Caching and its benefits and risks

Introduction

Nowadays, the cache is everywhere around us, in our browser, on the phone, and in operating systems. Most of the applications we use implement caching under the hood. This mechanism is very useful, but it can also cause many problems for developers since it is considered one of the most complex topics in computer science

So what's actually caching and what's about it that developers so often are eager to implement cache-based layers in their solutions and when it becomes rather a problem? I will break it down in this article.

How it works

Caching is a process that stores multiple copies of data in temporary storage, so they can be accessed faster. The most common medium where the cached data is stored is RAM.

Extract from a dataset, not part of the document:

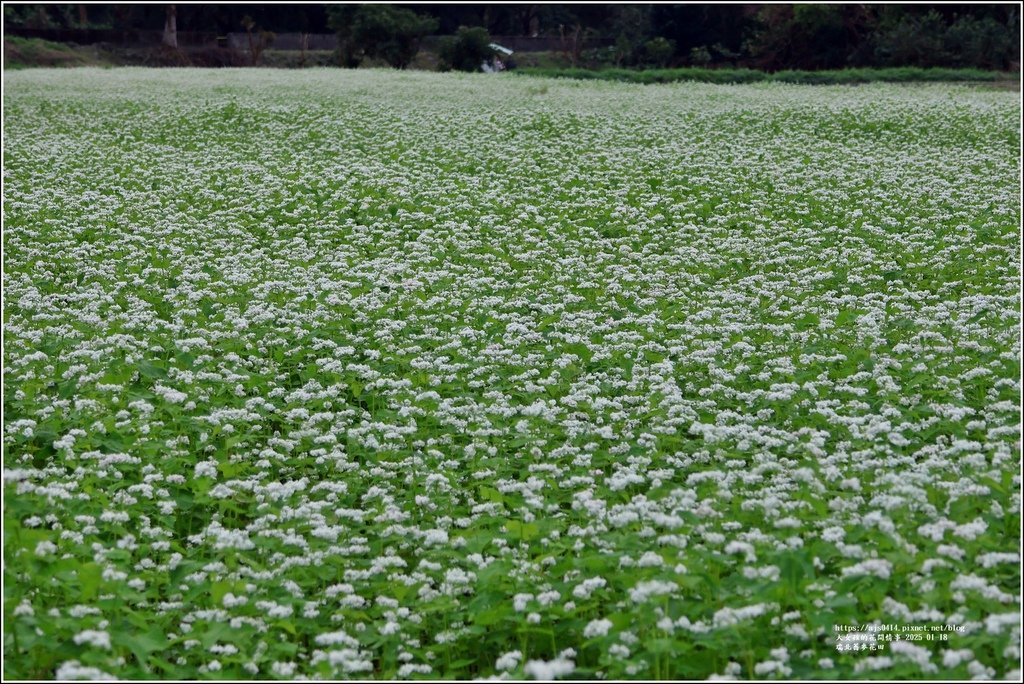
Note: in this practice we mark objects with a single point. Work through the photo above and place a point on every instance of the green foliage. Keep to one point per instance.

When a client attempts to access the resource we can distinguish between two scenarios. A simplified caching pattern is presented in the diagrams below:

Data isn’t found in the cache and it is pulled from the database, it is called a cache miss

Data is found in the cache and there is no need to access the database, it is called a cache hit

The percent of attempts that result in a cache hit is called the cache hit rate. It's important indicator since it allows you to measure if your cache is working properly and efficiently, but many people forget that it is not the only one. For example in the case of distributed caching systems, querying the database may be more efficient than searching for the next node.

Two significant concepts are also worth discussing here. The state in which the cache is full and running is called hot cache. The cache may be empty and the query execution takes longer because the cache must first be filled before sending the answer to the user. This state is called cold cache

Types of caching

Another essential design choice when caching is whether to have a static or dynamic caching solution.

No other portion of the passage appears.